Wan Cheng-Fu, Song Tao
Department of Pain Medicine, The First Affiliated Hospital of China Medical University, Shenyang City, China.
Pain Physician. 2021 May;24(3):215-222.
Postherpetic neuralgia (PHN) is the final stage of varicella zoster infection and a severe refractory neuropathic pain. Hence preventing transition of herpes zoster-related pain to PHN is a very important therapeutic principle for patients at an early stage, especially for older patients.Both pulsed radiofrequency (PRF) and short-term spinal cord stimulation (stSCS) have been proven to be effective to relieve acute/subacute zoster-related pain. However, which treatment could achieve better analgesic effects remains unclear.
This study aimed to investigate the therapeutic efficacy and safety of PRF and stSCS in patients with acute/subacute zoster-related pain.
Prospective, randomized, double-blinded study.
Department of Pain Medicine, the First Affiliated Hospital of China Medical University.
Ninety-six patients with acute/subacute zoster-related pain were equally randomized into 2 groups: PRF group and stSCS group. Patients in the different groups were treated with high-voltage, long-duration PRF or stSCS. The therapeutic effects were evaluated using a Numeric Rating Scale (NRS-11) and the 36-Item Short Form Health Survey (SF-36) at different time points.

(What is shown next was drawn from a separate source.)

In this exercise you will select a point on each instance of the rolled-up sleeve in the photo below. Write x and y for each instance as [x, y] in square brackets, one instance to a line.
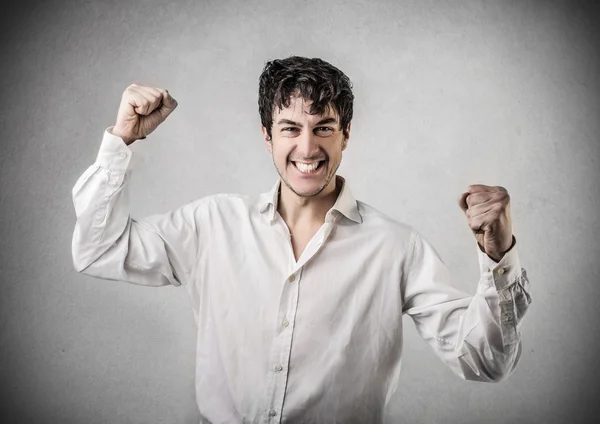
[478, 336]
[108, 243]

The average dose of pregabalin (mg/d) administrated at different time points was also recorded.
The posttreatment NRS-11 scores in the 2 groups were significantly lower compared with baseline (P < 0.001). The NRS-11 scores in the stSCS group were significantly lower than those in the PRF group at 30 and 180 days after treatments (P < 0.05). The SF-36 scores of general health, social function, role-emotional, mental health, bodily pain, physical function, physical role, and vitality could be significantly improved at each time point after treatments in the 2 groups. Some SF-36 scores could be significantly improved at some time points in the stSCS group compared with the PRF group. The rescue drug (pregabalin) dosages were lower in the stSCS group than those in the PRF group at days 90 and 180 after treatments. There was no bleeding at the puncture site, infection, postoperative paresthesia, nerve injury, or any other serious adverse effects in either group.

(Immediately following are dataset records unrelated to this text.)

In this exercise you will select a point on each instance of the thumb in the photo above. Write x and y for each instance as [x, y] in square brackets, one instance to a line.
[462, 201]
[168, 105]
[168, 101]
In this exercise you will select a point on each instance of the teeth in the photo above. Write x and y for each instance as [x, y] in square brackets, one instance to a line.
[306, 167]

Single-center study, relatively small number of patients.
PRF and stSCS are both effective and safe therapeutic alternatives for patients with acute/subacute zoster-related pain, however, stSCS could achieve more pain relief and improvement of life quality compared with PRF.

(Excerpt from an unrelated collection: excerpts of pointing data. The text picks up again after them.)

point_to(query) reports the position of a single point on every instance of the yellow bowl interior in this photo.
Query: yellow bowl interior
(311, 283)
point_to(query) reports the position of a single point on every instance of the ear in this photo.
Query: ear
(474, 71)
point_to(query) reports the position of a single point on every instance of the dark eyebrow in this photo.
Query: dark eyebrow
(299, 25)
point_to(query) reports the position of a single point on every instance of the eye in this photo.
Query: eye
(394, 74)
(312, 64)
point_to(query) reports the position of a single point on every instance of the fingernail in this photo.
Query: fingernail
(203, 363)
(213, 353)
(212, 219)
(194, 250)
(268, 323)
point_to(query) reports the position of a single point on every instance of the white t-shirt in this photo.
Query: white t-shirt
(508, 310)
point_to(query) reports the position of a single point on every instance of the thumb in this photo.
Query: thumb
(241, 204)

带状疱疹后神经痛(PHN)是水痘-带状疱疹感染的终末期,是一种严重的难治性神经性疼痛。因此,对于早期患者,尤其是老年患者,预防带状疱疹相关性疼痛转变为PHN是一项非常重要的治疗原则。脉冲射频(PRF)和短期脊髓刺激(stSCS)均已被证明可有效缓解急性/亚急性带状疱疹相关性疼痛。然而,哪种治疗方法能取得更好的镇痛效果仍不清楚。
本研究旨在探讨PRF和stSCS治疗急性/亚急性带状疱疹相关性疼痛患者的疗效和安全性。
前瞻性、随机、双盲研究。
中国医科大学附属第一医院疼痛医学科。
96例急性/亚急性带状疱疹相关性疼痛患者被平均随机分为2组:PRF组和stSCS组。不同组的患者分别接受高压、长时间PRF或stSCS治疗。在不同时间点使用数字评定量表(NRS-11)和36项简明健康调查问卷(SF-36)评估治疗效果。还记录了不同时间点给予的普瑞巴林平均剂量(mg/d)。
两组治疗后的NRS-11评分均显著低于基线水平(P < 0.001)。治疗后30天和180天时,stSCS组的NRS-11评分显著低于PRF组(P < 0.05)。两组治疗后各时间点的SF-36评分在总体健康、社会功能、角色-情感、心理健康、身体疼痛、生理功能、生理角色和活力方面均有显著改善。与PRF组相比,stSCS组在某些时间点的一些SF-36评分有显著改善。治疗后90天和180天时,stSCS组的急救药物(普瑞巴林)剂量低于PRF组。两组均未出现穿刺部位出血、感染、术后感觉异常、神经损伤或任何其他严重不良反应。
单中心研究,患者数量相对较少。
PRF和stSCS都是治疗急性/亚急性带状疱疹相关性疼痛患者的有效且安全的替代方法,然而,与PRF相比,stSCS能实现更多的疼痛缓解和生活质量改善。